Я продолжил чтение. И уже ничего вокруг не замечал.
Вот и всё. Это была первая встреча.
А ехал я в Краснодар по юношеской глупости. Наверно, начитался Паустовского, бредил вагонным движением. Шумом и гудками поездов, крепким запахом креозота от шпал. И, неловко сказать, ходил на Волгоградский вокзал глядеть на пассажиров. Просто глядеть, завидуя. У них была нескучная жизнь. Так, усевшись на фанерной желтой скамейке, я задремал. А очнулся от какой-то чудной речи. Она была русской, но и странной, с чудными грубыми словами, чудеса в решете — в них таилась нежность.

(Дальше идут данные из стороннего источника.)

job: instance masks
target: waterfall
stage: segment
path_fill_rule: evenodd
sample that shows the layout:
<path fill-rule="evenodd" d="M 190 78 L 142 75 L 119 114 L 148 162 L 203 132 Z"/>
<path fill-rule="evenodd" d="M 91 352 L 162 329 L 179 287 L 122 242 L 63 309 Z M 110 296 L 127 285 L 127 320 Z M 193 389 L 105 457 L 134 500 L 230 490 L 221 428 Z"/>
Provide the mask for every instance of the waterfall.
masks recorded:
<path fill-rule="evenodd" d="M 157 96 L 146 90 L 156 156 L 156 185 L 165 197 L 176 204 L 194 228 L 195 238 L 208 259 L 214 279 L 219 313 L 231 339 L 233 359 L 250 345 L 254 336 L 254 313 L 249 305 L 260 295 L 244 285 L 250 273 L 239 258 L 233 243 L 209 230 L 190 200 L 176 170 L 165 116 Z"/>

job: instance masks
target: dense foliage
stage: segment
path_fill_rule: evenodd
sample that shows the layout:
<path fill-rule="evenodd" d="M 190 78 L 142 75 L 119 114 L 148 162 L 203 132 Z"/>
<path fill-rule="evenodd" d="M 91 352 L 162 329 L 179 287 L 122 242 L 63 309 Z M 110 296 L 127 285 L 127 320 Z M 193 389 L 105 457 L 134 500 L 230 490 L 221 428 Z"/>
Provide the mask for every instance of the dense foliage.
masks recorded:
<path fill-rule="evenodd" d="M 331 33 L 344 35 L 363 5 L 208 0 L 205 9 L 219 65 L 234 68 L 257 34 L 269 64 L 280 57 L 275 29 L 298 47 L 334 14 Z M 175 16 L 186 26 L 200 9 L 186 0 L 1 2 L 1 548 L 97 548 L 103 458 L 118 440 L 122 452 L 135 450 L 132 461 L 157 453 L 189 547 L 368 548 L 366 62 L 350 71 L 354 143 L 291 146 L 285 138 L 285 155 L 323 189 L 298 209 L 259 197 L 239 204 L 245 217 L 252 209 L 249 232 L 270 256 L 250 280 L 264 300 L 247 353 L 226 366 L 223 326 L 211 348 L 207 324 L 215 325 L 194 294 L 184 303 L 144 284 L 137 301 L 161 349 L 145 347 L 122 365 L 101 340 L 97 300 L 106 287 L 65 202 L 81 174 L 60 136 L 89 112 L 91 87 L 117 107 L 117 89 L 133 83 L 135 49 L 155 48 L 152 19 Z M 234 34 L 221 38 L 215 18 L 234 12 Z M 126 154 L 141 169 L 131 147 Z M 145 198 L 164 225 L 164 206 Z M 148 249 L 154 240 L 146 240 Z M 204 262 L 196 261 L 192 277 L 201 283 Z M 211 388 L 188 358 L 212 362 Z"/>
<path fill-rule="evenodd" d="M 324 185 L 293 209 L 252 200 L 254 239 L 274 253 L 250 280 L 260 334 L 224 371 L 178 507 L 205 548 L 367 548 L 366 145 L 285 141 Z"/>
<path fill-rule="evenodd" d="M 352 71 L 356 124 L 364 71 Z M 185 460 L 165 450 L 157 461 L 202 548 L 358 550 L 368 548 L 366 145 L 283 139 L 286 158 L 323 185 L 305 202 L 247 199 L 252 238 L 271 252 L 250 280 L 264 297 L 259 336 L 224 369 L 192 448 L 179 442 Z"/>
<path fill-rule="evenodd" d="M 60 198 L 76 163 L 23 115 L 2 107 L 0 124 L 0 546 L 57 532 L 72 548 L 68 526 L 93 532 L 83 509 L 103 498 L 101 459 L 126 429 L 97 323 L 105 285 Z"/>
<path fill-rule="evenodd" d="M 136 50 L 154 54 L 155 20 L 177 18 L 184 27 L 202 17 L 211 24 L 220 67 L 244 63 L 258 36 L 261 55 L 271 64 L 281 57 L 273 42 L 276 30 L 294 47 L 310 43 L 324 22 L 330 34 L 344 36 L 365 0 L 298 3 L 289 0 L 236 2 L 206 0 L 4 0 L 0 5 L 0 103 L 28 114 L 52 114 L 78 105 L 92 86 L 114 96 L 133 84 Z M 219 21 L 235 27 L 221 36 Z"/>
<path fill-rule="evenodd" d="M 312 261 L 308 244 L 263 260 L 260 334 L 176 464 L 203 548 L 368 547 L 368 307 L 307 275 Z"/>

Разговаривали, балакали кубанцы.
И я уже на вокзале моментально как-то решил. Вот где надо жить. И, кое-как, поспешно собрав чемодан, рванул туда, очумев от одинокого дагестанского учительства и... постылого пустынного пейзажа солдатской службы на ракетном космодроме Капустин Яр.
На Кубани я сразу сделал два открытия, равных открытию Америки или изобретению велосипеда. Оказывается, здесь находится та самая Тамань, которую заклеймил Михаил Лермонтов словосочетанием «скверный городишко». Она, эта Тамань, существует и в самом деле.
Только была уже станица, а не город.
Второе открытие: здесь, в южном городе Краснодаре, обитает певец Сибири и «брянских» Виктор Лихоносов.
Жив-здоров. И книги пишет. Тогда не говорили «тексты» — книги.
Вскоре мне пришлось убедиться и в первом, и во втором.
Станица Тамань пахла тогда сожженной ботвой и давленой виноградной ягодой.
Да, здесь судьба проносила поручика Лермонтова в крепость Фанагорию.
Лермонтовские дни в Тамани. Так назывался праздник в начале октября. Я на него попал. Видел кованый сундук в хате Царицихи. Его подробно осматривали охмелевшие от морского и винного воздуха писатель Андрей Битов и актриса, вдова Василия Шукшина. Они попеременно цокали. У колодца рядом с хаткой Битов сказал, что Лермонтов пророк и провидец. И пропел вполне сносно: «Спит земля в сиянье голубом...»
Да, Тамань существовала. А вот контрабандистов, ундину и слепого Янко встретить не привелось.
Убедиться же в существовании Виктора Лихоносова мне помог поэт Михаил Ткаченко.
— Едем в Пересыпь, к Лихоносову! — Кудрявый, цыганисто-красивый — его за глаза называли Будулай — радовался.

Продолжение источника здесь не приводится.